Il contenuto dei commenti non costituisce notizia giornalistica

03-02-2014 / Allibito

.....riuscire a criticare Tambellini anche in un articolo su Mario Son Sodo è un equilibrismo al limite delle leggi della fisica.....

03-02-2014 / Marchino

Il fatto che sia una trasmissione televisiva di stampo comico a fare servizi seri di pubblica denuncia o di semplice report giornalistico a me non piace. Purtroppo siamo in italia e sappiamo come è amministrata la televisione privata e quella pubblica, non entro nella discussione, ripeto rispetto ad altri stati qs è solo un'anomalia italiana. Per il resto a me il servizio delle iene è piaciuto, soprattutto ha messo in mostra una situazione che a tanti era sconosciuta. Non mi è parso un servizio disumano, sig. vincenti si guardi altre trasmissioni mediaset per fare dei giudizi così pesanti, il servizio secondo me era simpatico ed è servito anche a far "creare" un evento che forse non sarebbe stato organizzato senza le iene. Mi domando chi ha scritto qs pezzo dove vive, ha una visione e fa dei commenti che sono veramente da uomo dell'ottocento anzi da granducato di toscana...

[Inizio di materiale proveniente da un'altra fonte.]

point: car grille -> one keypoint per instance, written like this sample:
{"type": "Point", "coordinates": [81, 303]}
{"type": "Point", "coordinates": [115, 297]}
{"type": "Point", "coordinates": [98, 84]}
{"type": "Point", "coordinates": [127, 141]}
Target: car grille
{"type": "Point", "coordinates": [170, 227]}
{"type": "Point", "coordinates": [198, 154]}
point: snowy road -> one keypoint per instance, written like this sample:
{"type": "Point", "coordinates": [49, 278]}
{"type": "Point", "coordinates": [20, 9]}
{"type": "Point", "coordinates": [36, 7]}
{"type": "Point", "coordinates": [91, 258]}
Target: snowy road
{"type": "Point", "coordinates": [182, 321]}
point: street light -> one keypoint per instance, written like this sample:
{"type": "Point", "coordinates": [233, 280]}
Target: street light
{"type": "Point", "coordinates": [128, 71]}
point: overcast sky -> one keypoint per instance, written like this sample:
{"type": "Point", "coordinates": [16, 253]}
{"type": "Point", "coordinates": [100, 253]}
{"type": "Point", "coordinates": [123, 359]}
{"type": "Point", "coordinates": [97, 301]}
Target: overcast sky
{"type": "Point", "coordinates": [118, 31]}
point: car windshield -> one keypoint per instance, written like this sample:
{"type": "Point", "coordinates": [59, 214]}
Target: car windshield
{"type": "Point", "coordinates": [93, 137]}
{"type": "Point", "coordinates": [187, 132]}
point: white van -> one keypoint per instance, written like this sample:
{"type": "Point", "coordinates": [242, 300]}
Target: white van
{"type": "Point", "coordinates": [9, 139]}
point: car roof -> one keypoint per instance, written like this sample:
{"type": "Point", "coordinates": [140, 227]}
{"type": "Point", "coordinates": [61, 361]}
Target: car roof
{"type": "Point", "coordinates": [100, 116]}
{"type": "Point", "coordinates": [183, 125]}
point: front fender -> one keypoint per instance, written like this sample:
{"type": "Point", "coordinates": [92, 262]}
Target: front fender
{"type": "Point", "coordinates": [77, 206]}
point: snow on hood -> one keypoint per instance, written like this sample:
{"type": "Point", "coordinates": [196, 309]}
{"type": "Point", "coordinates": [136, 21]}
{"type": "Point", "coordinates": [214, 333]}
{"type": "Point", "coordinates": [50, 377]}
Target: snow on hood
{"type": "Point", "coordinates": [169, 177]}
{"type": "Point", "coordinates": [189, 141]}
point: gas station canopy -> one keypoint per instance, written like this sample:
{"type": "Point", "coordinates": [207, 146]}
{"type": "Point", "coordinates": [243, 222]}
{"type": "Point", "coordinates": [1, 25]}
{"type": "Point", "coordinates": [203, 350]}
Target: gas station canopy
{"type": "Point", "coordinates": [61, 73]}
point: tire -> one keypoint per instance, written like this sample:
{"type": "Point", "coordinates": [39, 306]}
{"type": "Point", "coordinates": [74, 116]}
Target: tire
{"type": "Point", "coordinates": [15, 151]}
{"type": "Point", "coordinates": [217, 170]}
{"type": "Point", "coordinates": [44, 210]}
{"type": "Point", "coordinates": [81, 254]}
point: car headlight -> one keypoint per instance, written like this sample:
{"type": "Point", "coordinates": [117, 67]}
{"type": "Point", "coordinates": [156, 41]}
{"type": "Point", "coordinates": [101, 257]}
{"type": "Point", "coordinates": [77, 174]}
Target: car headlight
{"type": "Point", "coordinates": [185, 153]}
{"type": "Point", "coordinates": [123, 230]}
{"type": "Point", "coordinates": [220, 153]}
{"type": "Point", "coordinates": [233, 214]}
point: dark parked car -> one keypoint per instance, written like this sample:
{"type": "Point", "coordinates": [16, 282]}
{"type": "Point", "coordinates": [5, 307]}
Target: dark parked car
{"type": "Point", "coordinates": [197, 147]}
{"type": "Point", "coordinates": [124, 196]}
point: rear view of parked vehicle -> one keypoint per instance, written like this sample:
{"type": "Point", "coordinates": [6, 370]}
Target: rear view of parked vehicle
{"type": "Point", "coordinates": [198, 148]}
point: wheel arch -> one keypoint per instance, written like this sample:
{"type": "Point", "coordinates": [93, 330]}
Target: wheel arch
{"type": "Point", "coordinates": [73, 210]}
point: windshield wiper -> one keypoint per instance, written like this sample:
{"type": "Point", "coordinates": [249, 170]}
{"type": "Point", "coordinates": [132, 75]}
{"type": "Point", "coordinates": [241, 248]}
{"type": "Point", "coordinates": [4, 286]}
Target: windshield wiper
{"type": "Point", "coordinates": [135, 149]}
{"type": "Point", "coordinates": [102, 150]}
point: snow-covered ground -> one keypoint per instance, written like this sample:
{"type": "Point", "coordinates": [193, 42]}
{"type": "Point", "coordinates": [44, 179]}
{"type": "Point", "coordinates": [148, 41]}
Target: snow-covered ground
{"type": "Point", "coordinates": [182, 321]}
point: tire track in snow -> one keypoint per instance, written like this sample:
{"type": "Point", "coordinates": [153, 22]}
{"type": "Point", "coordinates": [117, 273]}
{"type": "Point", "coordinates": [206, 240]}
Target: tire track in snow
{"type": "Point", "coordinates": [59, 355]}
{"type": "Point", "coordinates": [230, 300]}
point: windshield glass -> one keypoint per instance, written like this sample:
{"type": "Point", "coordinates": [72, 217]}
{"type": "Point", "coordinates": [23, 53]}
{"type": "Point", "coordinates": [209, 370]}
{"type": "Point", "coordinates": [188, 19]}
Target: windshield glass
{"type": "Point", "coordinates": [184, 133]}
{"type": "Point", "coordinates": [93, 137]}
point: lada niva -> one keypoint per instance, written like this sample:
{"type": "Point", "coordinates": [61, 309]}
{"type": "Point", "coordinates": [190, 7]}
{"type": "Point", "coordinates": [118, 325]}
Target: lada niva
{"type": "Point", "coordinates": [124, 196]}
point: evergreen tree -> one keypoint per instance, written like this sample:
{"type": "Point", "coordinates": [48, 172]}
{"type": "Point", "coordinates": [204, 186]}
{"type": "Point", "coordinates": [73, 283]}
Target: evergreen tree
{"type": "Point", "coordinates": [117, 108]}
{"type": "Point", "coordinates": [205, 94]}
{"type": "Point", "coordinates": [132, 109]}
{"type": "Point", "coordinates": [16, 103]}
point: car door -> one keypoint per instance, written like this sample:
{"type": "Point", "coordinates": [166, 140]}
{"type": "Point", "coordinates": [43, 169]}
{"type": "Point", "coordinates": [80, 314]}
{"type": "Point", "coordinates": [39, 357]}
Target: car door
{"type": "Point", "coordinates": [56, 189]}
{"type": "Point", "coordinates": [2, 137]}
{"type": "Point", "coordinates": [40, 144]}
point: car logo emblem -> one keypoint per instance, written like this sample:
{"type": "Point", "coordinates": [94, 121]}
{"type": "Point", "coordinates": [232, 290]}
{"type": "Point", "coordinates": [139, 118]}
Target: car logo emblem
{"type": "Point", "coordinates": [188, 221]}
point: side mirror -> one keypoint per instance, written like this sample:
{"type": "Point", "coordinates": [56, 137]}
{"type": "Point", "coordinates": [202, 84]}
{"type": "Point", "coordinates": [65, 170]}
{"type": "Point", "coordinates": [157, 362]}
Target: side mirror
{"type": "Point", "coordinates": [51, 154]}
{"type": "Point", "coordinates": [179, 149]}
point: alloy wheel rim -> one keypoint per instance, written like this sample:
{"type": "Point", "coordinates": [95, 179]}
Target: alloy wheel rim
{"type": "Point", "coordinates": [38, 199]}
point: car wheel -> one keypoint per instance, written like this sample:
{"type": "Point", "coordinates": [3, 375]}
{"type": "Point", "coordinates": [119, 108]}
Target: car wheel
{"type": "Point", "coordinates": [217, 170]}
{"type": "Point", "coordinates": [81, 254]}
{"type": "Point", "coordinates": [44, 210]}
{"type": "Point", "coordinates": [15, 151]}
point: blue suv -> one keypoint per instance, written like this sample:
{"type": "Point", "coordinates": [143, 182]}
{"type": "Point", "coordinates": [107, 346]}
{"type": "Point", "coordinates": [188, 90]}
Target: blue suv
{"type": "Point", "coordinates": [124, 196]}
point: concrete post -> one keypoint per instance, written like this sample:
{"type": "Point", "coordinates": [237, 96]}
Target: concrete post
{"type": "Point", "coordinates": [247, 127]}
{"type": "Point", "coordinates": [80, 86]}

03-02-2014 / GiGi (ir tavano rognoso)

COME BARALLA

Un só se avete visto, l’artro giorno,
Mario ‘n tivvù e tutto ver contorno:
ha detto che anco a llù, come a Baralla,
ni toccherà morì sen’assaggialla.

(Se stai a vedé puranco Lucio Dalla
è morto senza mai neanco guardalla;
ma Lucioo … lù l’ha fatto per passione
mentre per Mario è solo costrizione.)

Io devo dì che più che der servissio
m’ha ‘orpito quer po’ di sodalissio
mostrato dalle donne ‘r giorno doppo:
vello m’ha fatto venì ‘n gola ‘n groppo.

Tutte veste donnette a disperassi,
buttassi giù … deprimesi … abbiliassi…
-« Povero Mario, vardate che n’han fatto …
que’ farabutti detti vorpe e gatto. »-

-« Com’è cattivo … e cche faccia di bronzo
ver delinguente nato: vello stronzo! »-
-« Que’ llestofante, canaglia e satanasso
profittassi ‘osì di que’ ragasso … »-

(ché Mario Sodo, per quanto sii ‘n vecchietto …
per e llucchesi è sempre ‘n bamboretto!)
-« È ‘n bonaccione bòno più der pane …
e bada che n’ha fatto ver tegame! »-

E giù tavia con quest’amenità;
ma un c’è n’è stata una, qua ‘n città,
che mossa a compiassone o per pietà,
ne l’abbi data (o armen fatt’annusà!)

03-02-2014 / Raffaella Gambogi

L'unica cosa giusta che è stato detto è "Siamo in Italia". Il resto è fango buttato sopra ai sentimenti... Destra, sinistra.. siete tutti uguali! Mi viene il vomito!!!!!!!!!!!!